I recall my very sweet grandmother, then in her 80s, asking me how I was doing, and I responded with a string of obtuse jokes, well over her head. Ha-ha, lookit me go! She said, “Evan, I can’t understand you when you’re joking all the time.”

Or I look at love letters I wrote to girls I knew, long elaborate emails. I sent one girl a mock contract with terms for dating me. I sent another girl a slew of messages in Victorian English. I created a fake corporate website, established 10 dummy email accounts, and began messaging girls from my “Social Resources Department” (Legal Dept cc’d). Funny, right?

I was about 25 when I realized…Oh. I don’t have friends because nobody knows who I am. They just know the performer, the raconteur, the guy with the David Attenborough impression. Nobody knows who I am and so nobody can be close to me. My defense system had turned into this 360-degree shield that kept me in and everybody else out.

Charles Eisenstein talks about how sometimes attention alone can begin to alleviate a problem. And once I began noticing how I was pushing people away, I slowly started dismantling the shield. There was an awkward year or two in my later 20s where I stopped talking. Friends would meet me at a bar and, after enduring my reticence for an awkward minute or two, they’d talk and talk. Eventually I came to what I think is a reasonable balance of me talk, you talk.

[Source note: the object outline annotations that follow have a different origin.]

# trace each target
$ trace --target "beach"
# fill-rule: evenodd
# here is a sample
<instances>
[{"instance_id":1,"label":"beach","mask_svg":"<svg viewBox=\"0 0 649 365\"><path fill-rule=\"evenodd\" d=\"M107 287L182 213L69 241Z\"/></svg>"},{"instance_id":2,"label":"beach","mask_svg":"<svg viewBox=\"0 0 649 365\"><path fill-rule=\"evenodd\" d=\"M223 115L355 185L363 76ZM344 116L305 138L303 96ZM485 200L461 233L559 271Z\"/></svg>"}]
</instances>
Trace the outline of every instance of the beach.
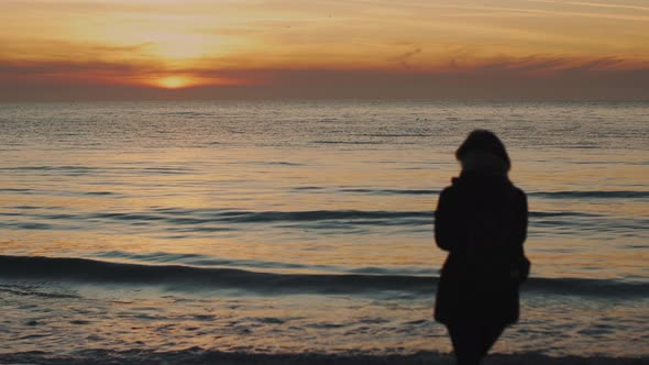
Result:
<instances>
[{"instance_id":1,"label":"beach","mask_svg":"<svg viewBox=\"0 0 649 365\"><path fill-rule=\"evenodd\" d=\"M532 270L485 364L647 364L648 125L644 102L0 103L0 363L452 364L435 207L486 128Z\"/></svg>"}]
</instances>

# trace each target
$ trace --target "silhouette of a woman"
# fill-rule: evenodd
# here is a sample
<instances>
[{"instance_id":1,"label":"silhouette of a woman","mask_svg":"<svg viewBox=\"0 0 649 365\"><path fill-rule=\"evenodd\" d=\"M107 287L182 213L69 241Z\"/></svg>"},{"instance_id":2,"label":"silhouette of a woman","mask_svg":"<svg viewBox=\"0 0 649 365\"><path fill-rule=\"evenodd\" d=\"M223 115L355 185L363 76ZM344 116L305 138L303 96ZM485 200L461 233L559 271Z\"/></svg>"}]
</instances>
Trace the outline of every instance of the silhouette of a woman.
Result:
<instances>
[{"instance_id":1,"label":"silhouette of a woman","mask_svg":"<svg viewBox=\"0 0 649 365\"><path fill-rule=\"evenodd\" d=\"M449 330L457 364L475 365L518 321L518 287L530 266L522 250L527 197L509 181L509 156L494 133L473 131L455 157L462 173L435 214L437 245L449 252L435 319Z\"/></svg>"}]
</instances>

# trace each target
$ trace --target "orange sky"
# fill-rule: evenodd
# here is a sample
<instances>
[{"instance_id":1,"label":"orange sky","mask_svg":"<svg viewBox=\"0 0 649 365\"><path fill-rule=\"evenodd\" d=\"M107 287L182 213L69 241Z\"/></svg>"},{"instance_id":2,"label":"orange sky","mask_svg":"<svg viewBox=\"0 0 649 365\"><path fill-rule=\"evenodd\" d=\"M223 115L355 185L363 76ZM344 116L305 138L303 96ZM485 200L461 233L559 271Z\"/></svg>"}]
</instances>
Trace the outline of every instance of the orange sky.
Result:
<instances>
[{"instance_id":1,"label":"orange sky","mask_svg":"<svg viewBox=\"0 0 649 365\"><path fill-rule=\"evenodd\" d=\"M2 0L0 100L646 99L646 0Z\"/></svg>"}]
</instances>

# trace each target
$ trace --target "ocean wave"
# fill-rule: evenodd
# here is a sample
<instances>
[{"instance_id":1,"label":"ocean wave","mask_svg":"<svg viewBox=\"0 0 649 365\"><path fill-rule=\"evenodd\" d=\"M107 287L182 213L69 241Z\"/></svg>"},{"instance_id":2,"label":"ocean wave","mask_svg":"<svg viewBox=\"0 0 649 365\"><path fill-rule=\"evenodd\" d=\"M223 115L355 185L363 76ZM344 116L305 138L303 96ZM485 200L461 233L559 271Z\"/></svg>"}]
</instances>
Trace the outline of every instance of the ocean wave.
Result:
<instances>
[{"instance_id":1,"label":"ocean wave","mask_svg":"<svg viewBox=\"0 0 649 365\"><path fill-rule=\"evenodd\" d=\"M439 278L419 275L285 274L184 265L141 265L87 258L0 255L6 279L64 280L169 288L239 289L262 294L431 295ZM592 297L648 297L649 283L586 278L531 278L524 290ZM0 288L1 290L1 288Z\"/></svg>"},{"instance_id":2,"label":"ocean wave","mask_svg":"<svg viewBox=\"0 0 649 365\"><path fill-rule=\"evenodd\" d=\"M649 198L649 191L641 190L568 190L568 191L535 191L530 197L552 199L640 199Z\"/></svg>"},{"instance_id":3,"label":"ocean wave","mask_svg":"<svg viewBox=\"0 0 649 365\"><path fill-rule=\"evenodd\" d=\"M177 351L131 350L114 351L92 349L69 355L46 352L24 352L0 354L4 364L42 364L42 365L98 365L98 364L239 364L239 365L370 365L370 364L430 364L448 365L453 362L451 354L438 352L418 352L414 354L372 354L362 352L341 353L262 353L251 349L250 352L220 352L195 346ZM485 360L487 364L527 364L527 365L639 365L647 364L649 357L609 357L609 356L548 356L540 353L492 354Z\"/></svg>"}]
</instances>

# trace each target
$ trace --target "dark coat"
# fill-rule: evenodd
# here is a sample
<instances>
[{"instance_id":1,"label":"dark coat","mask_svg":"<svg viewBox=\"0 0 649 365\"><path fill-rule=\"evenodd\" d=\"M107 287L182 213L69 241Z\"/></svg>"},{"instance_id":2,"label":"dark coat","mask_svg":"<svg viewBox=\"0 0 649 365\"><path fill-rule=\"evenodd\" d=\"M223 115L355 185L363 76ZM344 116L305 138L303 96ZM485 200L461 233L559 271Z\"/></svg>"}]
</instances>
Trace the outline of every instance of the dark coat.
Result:
<instances>
[{"instance_id":1,"label":"dark coat","mask_svg":"<svg viewBox=\"0 0 649 365\"><path fill-rule=\"evenodd\" d=\"M441 269L435 319L509 324L518 320L518 287L529 274L522 243L527 197L506 175L463 173L438 201Z\"/></svg>"}]
</instances>

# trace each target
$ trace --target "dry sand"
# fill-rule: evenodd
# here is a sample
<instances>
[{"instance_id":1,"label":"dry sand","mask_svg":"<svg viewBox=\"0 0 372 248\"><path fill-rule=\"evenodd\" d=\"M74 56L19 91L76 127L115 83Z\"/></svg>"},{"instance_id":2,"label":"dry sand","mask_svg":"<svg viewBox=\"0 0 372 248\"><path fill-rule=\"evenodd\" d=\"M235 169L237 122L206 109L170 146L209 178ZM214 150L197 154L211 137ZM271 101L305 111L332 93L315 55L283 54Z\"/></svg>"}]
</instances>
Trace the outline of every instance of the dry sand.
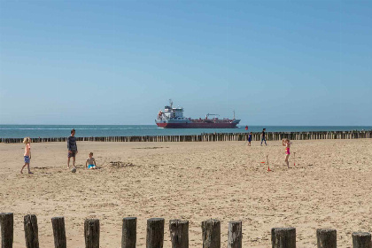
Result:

I’ve also greatly restrained my impulse to be funny, to entertain. Most recently I’ve learned there’s this thing called listening and being present, which you can do when you’re not putting on a show.

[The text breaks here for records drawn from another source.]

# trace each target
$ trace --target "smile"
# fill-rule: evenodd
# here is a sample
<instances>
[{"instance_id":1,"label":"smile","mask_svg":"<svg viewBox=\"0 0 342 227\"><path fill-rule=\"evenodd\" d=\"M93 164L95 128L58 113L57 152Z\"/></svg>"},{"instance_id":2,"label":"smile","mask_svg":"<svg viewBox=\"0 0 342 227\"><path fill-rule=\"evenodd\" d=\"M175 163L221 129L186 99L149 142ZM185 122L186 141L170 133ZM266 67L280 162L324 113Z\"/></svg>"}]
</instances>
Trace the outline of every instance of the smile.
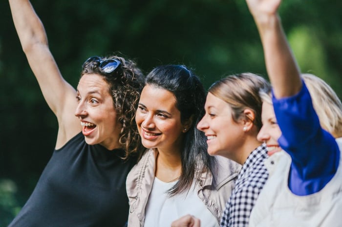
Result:
<instances>
[{"instance_id":1,"label":"smile","mask_svg":"<svg viewBox=\"0 0 342 227\"><path fill-rule=\"evenodd\" d=\"M147 139L153 139L157 137L161 133L151 132L147 132L144 130L142 130L143 137Z\"/></svg>"},{"instance_id":2,"label":"smile","mask_svg":"<svg viewBox=\"0 0 342 227\"><path fill-rule=\"evenodd\" d=\"M89 122L81 122L81 125L82 127L89 127L89 126L95 126L94 124Z\"/></svg>"},{"instance_id":3,"label":"smile","mask_svg":"<svg viewBox=\"0 0 342 227\"><path fill-rule=\"evenodd\" d=\"M213 139L214 139L216 138L215 135L208 135L207 136L207 139L208 140L212 140Z\"/></svg>"}]
</instances>

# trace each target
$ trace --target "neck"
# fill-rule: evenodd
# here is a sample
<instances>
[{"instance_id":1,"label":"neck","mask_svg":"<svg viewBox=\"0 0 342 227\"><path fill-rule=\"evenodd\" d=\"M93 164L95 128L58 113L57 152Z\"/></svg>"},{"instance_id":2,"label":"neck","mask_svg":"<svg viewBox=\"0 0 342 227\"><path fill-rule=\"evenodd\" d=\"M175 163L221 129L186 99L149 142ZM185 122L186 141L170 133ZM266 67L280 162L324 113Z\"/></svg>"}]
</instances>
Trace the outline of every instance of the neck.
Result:
<instances>
[{"instance_id":1,"label":"neck","mask_svg":"<svg viewBox=\"0 0 342 227\"><path fill-rule=\"evenodd\" d=\"M240 165L243 165L251 153L262 144L256 139L256 137L247 139L239 151L236 153L236 155L235 158L232 159Z\"/></svg>"},{"instance_id":2,"label":"neck","mask_svg":"<svg viewBox=\"0 0 342 227\"><path fill-rule=\"evenodd\" d=\"M155 176L165 182L174 181L182 171L180 153L158 152L156 160Z\"/></svg>"}]
</instances>

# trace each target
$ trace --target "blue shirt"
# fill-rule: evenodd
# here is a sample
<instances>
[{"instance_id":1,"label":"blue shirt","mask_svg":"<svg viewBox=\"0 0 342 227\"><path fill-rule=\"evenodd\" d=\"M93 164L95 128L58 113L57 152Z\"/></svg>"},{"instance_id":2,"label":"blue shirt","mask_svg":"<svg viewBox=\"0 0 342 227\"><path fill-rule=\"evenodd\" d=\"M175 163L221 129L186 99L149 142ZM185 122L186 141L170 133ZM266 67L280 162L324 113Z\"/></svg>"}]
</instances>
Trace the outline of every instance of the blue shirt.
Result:
<instances>
[{"instance_id":1,"label":"blue shirt","mask_svg":"<svg viewBox=\"0 0 342 227\"><path fill-rule=\"evenodd\" d=\"M279 99L273 95L272 100L282 132L278 142L292 160L289 188L298 195L317 192L336 172L340 155L337 143L321 127L304 82L295 95Z\"/></svg>"}]
</instances>

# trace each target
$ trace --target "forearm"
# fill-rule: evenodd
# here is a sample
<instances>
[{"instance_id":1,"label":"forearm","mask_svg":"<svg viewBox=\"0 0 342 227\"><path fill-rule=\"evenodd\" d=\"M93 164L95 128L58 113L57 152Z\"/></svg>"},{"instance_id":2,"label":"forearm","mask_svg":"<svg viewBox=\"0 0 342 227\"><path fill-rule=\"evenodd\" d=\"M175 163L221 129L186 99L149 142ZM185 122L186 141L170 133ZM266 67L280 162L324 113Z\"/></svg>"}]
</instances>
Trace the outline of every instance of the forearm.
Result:
<instances>
[{"instance_id":1,"label":"forearm","mask_svg":"<svg viewBox=\"0 0 342 227\"><path fill-rule=\"evenodd\" d=\"M265 55L266 69L278 98L297 94L300 90L300 71L277 13L254 16Z\"/></svg>"},{"instance_id":2,"label":"forearm","mask_svg":"<svg viewBox=\"0 0 342 227\"><path fill-rule=\"evenodd\" d=\"M41 20L28 0L9 0L14 25L21 46L27 54L35 44L47 45Z\"/></svg>"}]
</instances>

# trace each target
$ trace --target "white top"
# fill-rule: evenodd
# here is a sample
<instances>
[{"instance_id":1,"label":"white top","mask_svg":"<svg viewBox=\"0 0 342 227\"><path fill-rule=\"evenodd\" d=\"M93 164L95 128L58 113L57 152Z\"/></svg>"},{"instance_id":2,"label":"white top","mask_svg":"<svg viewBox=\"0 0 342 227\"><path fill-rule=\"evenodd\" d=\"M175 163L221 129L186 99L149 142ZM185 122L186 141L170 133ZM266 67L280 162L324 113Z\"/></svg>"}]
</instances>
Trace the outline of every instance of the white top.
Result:
<instances>
[{"instance_id":1,"label":"white top","mask_svg":"<svg viewBox=\"0 0 342 227\"><path fill-rule=\"evenodd\" d=\"M336 141L342 151L342 138ZM293 194L288 187L290 156L283 151L270 156L265 161L270 176L252 210L250 227L342 227L341 154L337 171L330 182L320 191L305 196Z\"/></svg>"},{"instance_id":2,"label":"white top","mask_svg":"<svg viewBox=\"0 0 342 227\"><path fill-rule=\"evenodd\" d=\"M145 209L144 226L170 227L172 222L189 214L199 217L201 226L218 227L215 216L197 196L193 183L188 193L186 191L171 197L168 196L166 191L176 183L165 183L154 177Z\"/></svg>"}]
</instances>

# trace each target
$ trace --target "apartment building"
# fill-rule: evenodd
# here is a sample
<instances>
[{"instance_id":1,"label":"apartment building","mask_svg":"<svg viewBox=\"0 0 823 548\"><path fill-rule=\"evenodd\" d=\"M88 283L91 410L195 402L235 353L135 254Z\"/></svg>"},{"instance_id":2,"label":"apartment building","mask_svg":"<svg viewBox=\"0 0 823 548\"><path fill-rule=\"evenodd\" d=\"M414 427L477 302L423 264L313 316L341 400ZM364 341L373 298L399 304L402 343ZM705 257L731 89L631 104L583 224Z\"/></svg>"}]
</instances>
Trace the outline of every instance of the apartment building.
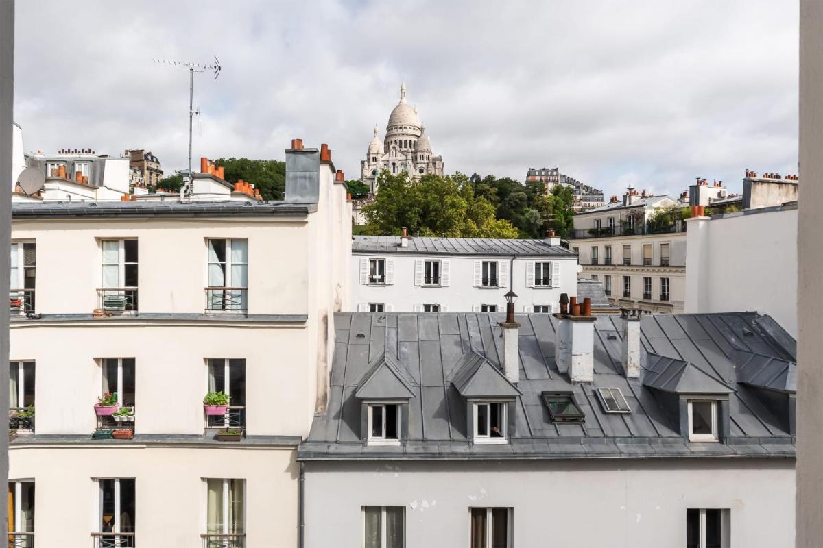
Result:
<instances>
[{"instance_id":1,"label":"apartment building","mask_svg":"<svg viewBox=\"0 0 823 548\"><path fill-rule=\"evenodd\" d=\"M13 205L10 546L297 546L351 207L328 147L286 157L282 201Z\"/></svg>"},{"instance_id":2,"label":"apartment building","mask_svg":"<svg viewBox=\"0 0 823 548\"><path fill-rule=\"evenodd\" d=\"M509 291L527 312L557 311L574 295L577 256L544 240L356 236L353 310L361 312L500 312Z\"/></svg>"},{"instance_id":3,"label":"apartment building","mask_svg":"<svg viewBox=\"0 0 823 548\"><path fill-rule=\"evenodd\" d=\"M335 328L298 452L306 548L793 545L795 346L768 316Z\"/></svg>"}]
</instances>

I have been inspired by the comedians who have begun talking about the dark side of humor. About how humor often originates in childhood trauma. Comedian Neal Brennan estimates that 80% of professional comedy writers have depression. Comedian Hannah Gadsby talks about how humor can be a form of public self flagellation—“Do you think there’s a way we could kiss?”…Or even that laughter is a relief response, and so requires a kind of trauma as the setup. That most jokes are tiny little traumas, neatly packaged.

Comedians, it turns out, are experts on depression, anxiety, and addiction. The whole sad clown archetype turns out to be true. I’m happy that they’re speaking out at long last. Someone needs to.

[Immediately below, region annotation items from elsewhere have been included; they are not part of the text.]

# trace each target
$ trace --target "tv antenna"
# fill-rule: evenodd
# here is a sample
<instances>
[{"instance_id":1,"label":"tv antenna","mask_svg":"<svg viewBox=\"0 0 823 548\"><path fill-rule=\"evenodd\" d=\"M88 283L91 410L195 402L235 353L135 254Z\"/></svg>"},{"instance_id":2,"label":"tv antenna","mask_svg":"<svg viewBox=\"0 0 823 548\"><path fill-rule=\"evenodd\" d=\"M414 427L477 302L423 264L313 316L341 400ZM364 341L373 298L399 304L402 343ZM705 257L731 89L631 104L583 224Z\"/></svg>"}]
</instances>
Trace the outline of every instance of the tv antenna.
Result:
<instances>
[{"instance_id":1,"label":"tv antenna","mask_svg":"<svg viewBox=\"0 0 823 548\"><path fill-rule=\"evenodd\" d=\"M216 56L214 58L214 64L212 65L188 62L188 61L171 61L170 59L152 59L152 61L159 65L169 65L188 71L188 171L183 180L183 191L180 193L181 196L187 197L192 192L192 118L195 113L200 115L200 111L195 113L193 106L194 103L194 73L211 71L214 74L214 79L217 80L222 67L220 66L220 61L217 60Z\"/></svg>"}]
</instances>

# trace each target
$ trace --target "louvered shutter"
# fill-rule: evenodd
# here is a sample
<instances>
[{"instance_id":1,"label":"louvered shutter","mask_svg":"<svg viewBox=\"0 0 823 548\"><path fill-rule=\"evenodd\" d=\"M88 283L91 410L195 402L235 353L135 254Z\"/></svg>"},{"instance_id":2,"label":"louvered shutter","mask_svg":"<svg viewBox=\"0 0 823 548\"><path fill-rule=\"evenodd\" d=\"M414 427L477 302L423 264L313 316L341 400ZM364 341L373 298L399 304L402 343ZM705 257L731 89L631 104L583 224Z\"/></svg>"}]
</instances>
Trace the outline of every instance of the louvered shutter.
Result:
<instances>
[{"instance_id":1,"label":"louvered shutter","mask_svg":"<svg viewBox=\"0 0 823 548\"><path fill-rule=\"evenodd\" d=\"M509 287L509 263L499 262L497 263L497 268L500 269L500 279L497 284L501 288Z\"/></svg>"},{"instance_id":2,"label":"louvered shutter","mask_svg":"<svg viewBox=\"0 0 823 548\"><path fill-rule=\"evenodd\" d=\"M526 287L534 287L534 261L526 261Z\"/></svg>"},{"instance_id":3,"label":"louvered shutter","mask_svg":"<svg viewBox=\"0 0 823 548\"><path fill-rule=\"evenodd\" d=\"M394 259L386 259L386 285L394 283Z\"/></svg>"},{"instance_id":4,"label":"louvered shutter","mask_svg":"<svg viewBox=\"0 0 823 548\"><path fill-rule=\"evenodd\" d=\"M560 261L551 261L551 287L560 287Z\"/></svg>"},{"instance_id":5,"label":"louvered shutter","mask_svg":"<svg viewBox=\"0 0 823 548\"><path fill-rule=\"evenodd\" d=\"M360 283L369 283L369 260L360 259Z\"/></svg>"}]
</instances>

If you’re curious about these matters I’d suggest the podcast The Hilarious World of Depression (see Neal Brennan’s episode.) Or watch Hannah Gadsby’s Nanette or Neal Brennan’s Three Mics on Netflix. Brene Brown has also written volumes on how we armor up in the face of unbearable vulnerability. Daring Greatly and her other books are great resources on the intersection of vulnerability, depression, anxiety, and addiction.

UPDATE: Almost immediately after posting this story I began regretting so many things about it. The wording, the tone. Is it too “victimy?” Too confessional? Why did I post it at all?

I must say, in writing it, I was caught up in the pain of the memory (now 30 years distant). As a man in my 30s I still remember feeling powerless and afraid in 1988. And part of the story is that I have carried those feelings to adulthood.

But I what I want to focus on with this is the grayness of trauma. I’m not sure we can accurately say trauma is solely a bad thing. Maybe trauma just is, like a tornado, or winter. Certainly we all experience it. It is inescapable. There is no perfect childhood or perfect life.

I’m interested in how trauma shapes us for good and bad. Yes I was bullied. Yes I carried a fear of other people into adulthood. I connect this to some very destructive beliefs and behaviors that have caused suffering in my life.

But I also developed a highly attuned sense of empathy, a weaponized sense of humor, a reflexive compassion for underdogs. In recent years I have been cultivating nonjudgment. I have curiosity about how bullies are made (as surely Keegan was) and how we can not make them in the first place.

My friend Rusty Blazenhoff posted this comment about the story. I believe she gets to the heart of the matter: “Thanks for sharing your thoughts on how childhood trauma can manifest into beautiful “gifts.”‘

I should also say that I have been a bully, I have hurt others, I have felt hatred and anger.

These stories are complex, there are no good guys or bad guys. Discuss.